Ты можешь пообещать себе отныне быть осторожнее, но что толку с невыполнимых клятв?
До одурения хочется пить. Кажется, ты отдал ей всю жидкость, что была в твоём теле. Кожа покрыта пятнами и капельками пота – ты почти такой же скользкий, как она, и язык твой почти настолько же сух. Одна мысль об её языке – и что-то внутри снова сладко сжимается.
Как же ты слаб.
- Не стоит так переживать, Изэнэджи.
Слова – ускользающая тень в темноте. Благодарен ей за напоминание о том, кем должен являться; сбит с толку незнакомыми оттенками, которыми её шуршащий голос исказил твоё имя. Побывав у неё во рту, оно перестало принадлежать тебе.
С трудом приподнимаешься на локтях, сосредоточенно всматриваешься туда, откуда доносится её голос. Твоё создание (так ли это?) выбрало самый тёмный угол, закуталось в тени, как в одеяло; только огромные глаза почему-то отчётливо видны, несмотря на недостаток света. Она сидит прямо на полу, похожа на брошенную куклу, пугает тебя нечеловеческими изгибами своего тела. Пугает и притягивает, хотя сил на страсть у тебя не осталось.
Она высосала, выпила их до последней капли.
- Как тебя зовут? – спрашиваешь ты и чувствуешь себя идиотом. Какая разница? К чему эти попытки прикрыть сущность ёкай человеческим именем?
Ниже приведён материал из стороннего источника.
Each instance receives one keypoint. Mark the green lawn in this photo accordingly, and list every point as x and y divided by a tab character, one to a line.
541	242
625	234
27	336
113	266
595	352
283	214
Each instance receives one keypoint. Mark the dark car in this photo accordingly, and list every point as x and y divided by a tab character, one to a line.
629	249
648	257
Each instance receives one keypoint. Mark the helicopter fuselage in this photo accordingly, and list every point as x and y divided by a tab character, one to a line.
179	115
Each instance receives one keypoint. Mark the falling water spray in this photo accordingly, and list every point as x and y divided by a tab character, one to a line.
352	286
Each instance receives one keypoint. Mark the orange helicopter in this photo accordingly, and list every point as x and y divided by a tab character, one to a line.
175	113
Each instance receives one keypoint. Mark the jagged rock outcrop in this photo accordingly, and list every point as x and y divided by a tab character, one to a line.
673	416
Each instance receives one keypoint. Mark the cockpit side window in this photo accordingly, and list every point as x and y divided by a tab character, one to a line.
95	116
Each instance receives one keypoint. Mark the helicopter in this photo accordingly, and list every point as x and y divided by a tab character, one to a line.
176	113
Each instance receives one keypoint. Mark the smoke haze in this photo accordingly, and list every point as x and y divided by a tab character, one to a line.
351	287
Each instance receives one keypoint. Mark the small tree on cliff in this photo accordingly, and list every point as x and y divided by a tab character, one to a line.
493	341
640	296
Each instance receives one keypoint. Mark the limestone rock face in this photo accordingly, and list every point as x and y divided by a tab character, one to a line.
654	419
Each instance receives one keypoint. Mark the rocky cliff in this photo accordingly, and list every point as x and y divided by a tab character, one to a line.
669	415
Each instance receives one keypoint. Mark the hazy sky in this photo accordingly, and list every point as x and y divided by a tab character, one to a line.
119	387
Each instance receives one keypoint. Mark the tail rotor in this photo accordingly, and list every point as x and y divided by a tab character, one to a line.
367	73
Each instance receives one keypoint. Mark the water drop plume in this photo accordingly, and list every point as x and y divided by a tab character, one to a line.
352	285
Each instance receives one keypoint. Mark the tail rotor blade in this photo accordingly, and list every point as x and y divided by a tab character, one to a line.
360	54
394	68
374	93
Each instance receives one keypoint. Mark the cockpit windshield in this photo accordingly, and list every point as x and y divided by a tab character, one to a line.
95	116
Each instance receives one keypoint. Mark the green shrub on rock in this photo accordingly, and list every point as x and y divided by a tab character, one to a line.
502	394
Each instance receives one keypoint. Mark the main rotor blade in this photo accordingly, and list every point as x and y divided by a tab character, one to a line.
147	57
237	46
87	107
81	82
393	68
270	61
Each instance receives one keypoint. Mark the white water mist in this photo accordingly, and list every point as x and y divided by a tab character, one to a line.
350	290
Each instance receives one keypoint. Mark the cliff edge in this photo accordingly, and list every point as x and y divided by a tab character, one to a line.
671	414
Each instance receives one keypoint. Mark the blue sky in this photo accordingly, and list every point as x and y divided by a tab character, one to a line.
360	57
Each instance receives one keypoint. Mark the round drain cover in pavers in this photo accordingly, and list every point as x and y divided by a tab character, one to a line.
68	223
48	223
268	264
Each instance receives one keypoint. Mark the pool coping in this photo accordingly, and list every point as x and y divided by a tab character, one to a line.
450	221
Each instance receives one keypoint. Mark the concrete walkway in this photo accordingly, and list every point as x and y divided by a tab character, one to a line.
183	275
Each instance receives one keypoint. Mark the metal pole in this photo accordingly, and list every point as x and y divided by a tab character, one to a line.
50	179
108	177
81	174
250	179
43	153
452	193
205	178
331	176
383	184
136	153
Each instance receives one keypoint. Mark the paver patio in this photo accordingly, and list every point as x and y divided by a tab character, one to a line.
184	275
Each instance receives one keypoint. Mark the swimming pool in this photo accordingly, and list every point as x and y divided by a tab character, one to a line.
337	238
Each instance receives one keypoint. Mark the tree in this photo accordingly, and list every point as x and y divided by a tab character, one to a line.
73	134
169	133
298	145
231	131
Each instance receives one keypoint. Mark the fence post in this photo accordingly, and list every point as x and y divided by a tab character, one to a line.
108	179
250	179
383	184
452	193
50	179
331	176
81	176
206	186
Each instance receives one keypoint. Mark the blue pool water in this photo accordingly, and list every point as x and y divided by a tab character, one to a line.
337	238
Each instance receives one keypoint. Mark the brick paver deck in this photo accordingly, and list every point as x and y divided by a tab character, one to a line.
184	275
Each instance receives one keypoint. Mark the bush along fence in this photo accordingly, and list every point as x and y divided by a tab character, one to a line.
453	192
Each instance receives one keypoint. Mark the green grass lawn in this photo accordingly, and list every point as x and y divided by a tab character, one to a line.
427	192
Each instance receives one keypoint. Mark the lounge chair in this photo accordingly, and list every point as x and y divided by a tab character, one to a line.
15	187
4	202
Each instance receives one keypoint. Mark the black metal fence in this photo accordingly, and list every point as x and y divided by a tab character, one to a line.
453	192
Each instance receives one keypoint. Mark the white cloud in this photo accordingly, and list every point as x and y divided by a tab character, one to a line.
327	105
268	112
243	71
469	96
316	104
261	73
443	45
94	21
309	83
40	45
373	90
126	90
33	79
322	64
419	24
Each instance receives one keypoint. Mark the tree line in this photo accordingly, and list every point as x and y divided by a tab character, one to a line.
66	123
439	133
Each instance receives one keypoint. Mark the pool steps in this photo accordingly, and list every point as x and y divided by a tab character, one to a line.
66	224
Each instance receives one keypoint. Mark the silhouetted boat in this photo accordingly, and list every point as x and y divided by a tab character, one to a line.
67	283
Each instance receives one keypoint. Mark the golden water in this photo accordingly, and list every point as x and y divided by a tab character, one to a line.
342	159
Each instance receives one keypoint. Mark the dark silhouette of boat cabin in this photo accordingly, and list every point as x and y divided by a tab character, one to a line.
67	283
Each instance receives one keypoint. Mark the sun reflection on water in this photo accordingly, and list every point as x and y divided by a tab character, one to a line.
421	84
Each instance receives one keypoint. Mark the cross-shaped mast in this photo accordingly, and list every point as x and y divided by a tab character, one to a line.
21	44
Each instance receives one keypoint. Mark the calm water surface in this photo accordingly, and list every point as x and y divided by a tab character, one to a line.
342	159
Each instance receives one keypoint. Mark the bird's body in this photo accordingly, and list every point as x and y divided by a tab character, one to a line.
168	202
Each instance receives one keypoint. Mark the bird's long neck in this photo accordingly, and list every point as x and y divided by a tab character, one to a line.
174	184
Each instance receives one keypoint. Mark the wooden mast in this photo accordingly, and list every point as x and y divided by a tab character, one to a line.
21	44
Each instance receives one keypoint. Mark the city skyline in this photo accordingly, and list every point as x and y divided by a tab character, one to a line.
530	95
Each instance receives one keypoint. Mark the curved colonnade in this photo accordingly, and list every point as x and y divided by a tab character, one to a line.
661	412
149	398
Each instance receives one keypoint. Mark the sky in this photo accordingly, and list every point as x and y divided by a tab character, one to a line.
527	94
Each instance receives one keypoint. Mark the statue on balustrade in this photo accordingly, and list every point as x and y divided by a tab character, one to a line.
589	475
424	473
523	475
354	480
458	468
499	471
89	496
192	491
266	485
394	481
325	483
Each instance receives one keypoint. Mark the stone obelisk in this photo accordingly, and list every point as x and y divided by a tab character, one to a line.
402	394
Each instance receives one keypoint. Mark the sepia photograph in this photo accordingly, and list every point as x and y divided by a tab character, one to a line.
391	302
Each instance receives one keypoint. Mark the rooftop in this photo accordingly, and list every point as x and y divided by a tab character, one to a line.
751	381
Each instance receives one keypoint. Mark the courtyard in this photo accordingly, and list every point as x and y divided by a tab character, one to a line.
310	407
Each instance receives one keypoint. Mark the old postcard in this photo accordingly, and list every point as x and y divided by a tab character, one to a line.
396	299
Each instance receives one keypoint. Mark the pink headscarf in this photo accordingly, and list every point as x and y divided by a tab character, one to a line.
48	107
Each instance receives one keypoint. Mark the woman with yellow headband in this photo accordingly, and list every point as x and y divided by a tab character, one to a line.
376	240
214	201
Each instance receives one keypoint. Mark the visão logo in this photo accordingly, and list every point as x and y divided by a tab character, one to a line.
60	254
Она смотрит прямо тебе в глаза, но видит – больше. Не раздевает взглядом – снимать с тебя всё равно нечего, – а кислотой прожигает плоть, дожидается, когда та разъест кожу и мышцы, когда справится с костями, обнажив дрожащую суть. Ты хотел бы никогда больше не оказаться жертвой её взгляда и не понимаешь, как жил без него до этого дня.
- Суми, конечно. Не бойся, Изэнэджи, тебе будет проще простого ко мне привыкнуть.
- Я не боюсь. – С трудом выталкиваешь из себя эту явную ложь и ждёшь, что она посмеётся над твоей неловкостью, но губы Суми не предназначены для улыбок.
- Скоро ты поймёшь, что я права. – Глаза блестят, блестят в темноте, и ты заворожён этим блеском, готов отправиться за ним куда угодно, словно змея за заклинателем. – У тебя не будет выбора. Тебе повезло, Изэнэджи. Я совсем не похожа на других приглашённых.
Ты спросил бы, что она имеет в виду, но во рту слишком сухо, и ты не решаешься попытаться. Вместо этого откидываешься на подушки, закрываешь глаза.
И спасительный сон обрушивается на тебя липко-чёрным облаком, в котором далёким эхом всё ещё звучат отголоски твоего имени.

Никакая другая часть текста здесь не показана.